"My hypothesis is that rightism is what happens when you’re optimizing for surviving an unsafe environment, leftism is what happens when you’re optimized for thriving in a safe environment."
https://slatestarcodex.com/2013/03/04/a-thrivesurvive-theory...
If you're trying to push as many people as possible to a "survive" mentality, I assume a divided and polarised community helps. Others are coming for your stuff! For your jobs, for your neighbourhood, for your status quo, etc. Make out that your opposition is some ultimate evil.
A more diverse political field and different voting system would likely help. Might stop single issues dominating the playing field? Bring back some nuance.
I think it's too simple to say "the media wants sensationalism" because we all collectively favour sensational content. It suits for-profit publishers, it suits politically active people, etc. But we're making it work for them. We can pretend we're above it, but if @dang let through all the Musk threads on HN, many here would turn full-time arguing in them.
I don't think that's necessarily inherent to right-wing-ism. Left wing politics has also had similar problems, and still does (say, organic food, or the way vaccine denial used to be a left-wing position), but it doesn't seem to dominate the position. Its bugaboos are "merely wrong"; they don't elevate to a movement-wide denial of well-understood sciences or a TV news network devoted solely to falsehoods about their opponents.

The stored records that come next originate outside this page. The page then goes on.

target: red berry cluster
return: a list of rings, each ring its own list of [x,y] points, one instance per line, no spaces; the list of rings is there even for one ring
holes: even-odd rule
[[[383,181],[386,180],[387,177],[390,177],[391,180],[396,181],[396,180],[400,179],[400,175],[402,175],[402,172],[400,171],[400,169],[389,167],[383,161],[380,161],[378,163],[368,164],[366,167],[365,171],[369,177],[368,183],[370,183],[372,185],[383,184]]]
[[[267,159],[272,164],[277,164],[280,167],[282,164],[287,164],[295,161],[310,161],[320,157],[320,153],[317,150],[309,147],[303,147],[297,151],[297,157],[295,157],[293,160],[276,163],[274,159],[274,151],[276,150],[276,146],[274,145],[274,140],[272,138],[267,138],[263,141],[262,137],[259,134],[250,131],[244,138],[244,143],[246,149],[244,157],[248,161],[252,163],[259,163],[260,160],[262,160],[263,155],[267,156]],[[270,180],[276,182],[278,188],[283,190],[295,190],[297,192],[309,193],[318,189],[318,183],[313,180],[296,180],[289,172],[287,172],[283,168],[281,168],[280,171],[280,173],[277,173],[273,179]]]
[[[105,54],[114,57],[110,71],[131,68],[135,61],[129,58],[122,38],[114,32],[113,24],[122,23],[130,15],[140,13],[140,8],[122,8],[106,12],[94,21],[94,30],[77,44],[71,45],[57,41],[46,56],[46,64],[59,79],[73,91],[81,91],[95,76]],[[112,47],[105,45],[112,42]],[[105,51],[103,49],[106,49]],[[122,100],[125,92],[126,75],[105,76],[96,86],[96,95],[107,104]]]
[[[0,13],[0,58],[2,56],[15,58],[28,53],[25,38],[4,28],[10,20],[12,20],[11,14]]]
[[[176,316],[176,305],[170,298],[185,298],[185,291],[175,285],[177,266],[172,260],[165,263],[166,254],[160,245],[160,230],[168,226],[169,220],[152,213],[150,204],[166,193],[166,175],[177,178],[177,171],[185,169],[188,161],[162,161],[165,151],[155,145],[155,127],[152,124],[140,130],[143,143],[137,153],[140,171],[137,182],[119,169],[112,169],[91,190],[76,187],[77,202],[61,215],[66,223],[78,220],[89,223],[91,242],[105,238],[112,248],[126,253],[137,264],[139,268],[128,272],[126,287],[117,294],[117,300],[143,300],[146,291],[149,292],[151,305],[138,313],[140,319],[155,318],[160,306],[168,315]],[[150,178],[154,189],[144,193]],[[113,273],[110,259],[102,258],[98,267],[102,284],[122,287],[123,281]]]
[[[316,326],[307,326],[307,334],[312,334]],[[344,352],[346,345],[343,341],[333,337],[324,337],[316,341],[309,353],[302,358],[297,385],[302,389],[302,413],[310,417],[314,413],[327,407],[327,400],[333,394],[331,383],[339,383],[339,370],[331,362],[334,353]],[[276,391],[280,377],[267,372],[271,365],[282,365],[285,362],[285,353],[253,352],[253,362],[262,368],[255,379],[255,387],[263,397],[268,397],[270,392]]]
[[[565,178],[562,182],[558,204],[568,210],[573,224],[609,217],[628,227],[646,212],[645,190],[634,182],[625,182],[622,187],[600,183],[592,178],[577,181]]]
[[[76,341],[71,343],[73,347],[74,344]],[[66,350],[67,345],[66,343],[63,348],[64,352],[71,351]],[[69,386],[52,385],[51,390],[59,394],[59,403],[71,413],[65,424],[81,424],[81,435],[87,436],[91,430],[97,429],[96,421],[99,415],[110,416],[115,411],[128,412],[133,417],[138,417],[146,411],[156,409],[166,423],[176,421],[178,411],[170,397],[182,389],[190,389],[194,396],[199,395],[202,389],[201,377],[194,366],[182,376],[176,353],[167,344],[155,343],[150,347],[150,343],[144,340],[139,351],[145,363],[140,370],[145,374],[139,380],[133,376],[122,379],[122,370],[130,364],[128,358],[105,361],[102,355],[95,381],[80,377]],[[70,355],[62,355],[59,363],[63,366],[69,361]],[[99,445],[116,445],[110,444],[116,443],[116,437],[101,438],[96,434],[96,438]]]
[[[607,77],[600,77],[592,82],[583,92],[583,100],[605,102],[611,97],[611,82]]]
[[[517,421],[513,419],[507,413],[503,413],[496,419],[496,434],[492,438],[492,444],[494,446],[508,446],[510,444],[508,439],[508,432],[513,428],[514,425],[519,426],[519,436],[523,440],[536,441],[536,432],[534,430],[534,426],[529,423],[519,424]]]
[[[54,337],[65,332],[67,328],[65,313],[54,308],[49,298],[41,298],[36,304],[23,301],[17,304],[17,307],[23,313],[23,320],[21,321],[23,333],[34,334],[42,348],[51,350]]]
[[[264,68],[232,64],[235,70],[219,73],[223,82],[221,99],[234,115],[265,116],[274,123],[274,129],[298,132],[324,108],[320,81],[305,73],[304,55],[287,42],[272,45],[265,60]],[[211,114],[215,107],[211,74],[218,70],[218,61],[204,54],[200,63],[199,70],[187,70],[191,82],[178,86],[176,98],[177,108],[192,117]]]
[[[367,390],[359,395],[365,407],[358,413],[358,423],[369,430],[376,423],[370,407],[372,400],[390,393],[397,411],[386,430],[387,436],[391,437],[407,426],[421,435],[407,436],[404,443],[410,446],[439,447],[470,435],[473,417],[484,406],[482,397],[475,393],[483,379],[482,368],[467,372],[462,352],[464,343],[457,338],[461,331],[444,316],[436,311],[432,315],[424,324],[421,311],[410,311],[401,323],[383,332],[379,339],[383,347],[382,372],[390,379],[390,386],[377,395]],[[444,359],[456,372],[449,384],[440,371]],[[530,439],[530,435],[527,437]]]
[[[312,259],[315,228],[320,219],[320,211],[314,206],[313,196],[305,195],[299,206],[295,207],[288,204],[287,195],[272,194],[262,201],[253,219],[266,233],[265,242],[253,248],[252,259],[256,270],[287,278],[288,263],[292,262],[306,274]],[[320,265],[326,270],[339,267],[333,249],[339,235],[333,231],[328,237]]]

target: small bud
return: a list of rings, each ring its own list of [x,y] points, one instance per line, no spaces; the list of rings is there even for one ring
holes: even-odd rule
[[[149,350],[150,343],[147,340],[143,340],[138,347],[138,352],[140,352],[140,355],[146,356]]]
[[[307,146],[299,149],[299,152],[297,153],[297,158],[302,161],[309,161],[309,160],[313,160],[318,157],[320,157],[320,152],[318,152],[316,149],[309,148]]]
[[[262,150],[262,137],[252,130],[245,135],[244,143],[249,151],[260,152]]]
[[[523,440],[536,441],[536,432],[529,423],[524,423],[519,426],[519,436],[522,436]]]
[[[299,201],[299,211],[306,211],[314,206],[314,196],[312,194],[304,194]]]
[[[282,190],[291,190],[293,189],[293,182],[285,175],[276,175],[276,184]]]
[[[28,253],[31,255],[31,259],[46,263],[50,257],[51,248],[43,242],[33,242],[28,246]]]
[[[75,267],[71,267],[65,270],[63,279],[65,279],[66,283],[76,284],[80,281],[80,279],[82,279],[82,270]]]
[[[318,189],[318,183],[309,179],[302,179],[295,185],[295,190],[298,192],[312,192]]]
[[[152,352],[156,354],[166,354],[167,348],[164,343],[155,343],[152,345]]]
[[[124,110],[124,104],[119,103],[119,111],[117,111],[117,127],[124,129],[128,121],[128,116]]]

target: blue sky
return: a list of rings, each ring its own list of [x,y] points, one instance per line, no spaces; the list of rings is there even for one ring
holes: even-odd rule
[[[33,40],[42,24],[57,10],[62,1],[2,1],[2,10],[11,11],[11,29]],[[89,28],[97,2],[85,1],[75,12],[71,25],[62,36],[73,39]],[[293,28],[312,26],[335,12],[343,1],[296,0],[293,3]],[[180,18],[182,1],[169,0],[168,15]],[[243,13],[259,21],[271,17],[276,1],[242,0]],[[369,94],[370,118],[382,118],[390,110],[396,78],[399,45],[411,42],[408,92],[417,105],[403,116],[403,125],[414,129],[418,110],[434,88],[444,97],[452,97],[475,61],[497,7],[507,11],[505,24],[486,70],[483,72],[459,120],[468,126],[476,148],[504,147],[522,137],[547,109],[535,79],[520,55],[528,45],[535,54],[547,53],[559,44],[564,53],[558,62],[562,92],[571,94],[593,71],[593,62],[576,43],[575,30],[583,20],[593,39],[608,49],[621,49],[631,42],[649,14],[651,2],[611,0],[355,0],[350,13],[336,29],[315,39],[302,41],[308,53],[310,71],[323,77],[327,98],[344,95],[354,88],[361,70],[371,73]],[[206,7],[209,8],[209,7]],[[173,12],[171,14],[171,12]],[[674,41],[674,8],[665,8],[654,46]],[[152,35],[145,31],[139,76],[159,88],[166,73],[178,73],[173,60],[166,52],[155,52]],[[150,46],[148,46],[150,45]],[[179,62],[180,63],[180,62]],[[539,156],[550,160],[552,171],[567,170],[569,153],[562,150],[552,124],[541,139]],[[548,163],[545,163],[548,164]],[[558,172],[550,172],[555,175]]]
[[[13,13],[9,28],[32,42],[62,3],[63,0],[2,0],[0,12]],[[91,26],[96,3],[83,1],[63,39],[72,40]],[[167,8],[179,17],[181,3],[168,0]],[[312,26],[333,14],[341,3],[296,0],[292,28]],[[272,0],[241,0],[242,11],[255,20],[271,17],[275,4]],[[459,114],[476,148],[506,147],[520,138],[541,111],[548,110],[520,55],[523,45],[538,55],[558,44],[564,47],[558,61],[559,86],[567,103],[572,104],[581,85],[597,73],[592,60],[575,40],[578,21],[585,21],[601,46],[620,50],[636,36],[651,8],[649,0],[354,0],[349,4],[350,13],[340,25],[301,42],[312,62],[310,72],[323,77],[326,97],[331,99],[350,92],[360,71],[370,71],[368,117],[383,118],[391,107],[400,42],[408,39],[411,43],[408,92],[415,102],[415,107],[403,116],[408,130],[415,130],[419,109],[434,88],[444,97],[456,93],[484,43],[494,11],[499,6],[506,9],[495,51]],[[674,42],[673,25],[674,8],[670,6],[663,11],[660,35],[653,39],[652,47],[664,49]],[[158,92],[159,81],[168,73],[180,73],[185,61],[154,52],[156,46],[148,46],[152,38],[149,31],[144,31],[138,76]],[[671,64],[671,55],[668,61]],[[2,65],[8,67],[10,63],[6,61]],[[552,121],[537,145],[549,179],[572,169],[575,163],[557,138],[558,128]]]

Perhaps that's just a way of redefining the terms of discussion: America's issue right now isn't really about right-versus-left at all, but about something else that happens to organize loosely along those lines. Perhaps rightism lends itself better to that, but I'd say that's inconclusive. Certainly left-wing-style thinking was the cause of a great amount of authoritarian violence in 20th century "socialist" countries. And we're left to argue whether that really is left-wing, or whether it's all just no-true-Scotsman.
You're assuming that they believe in the same sets of "real" and "fake" threats, or at least prioritise them similarly.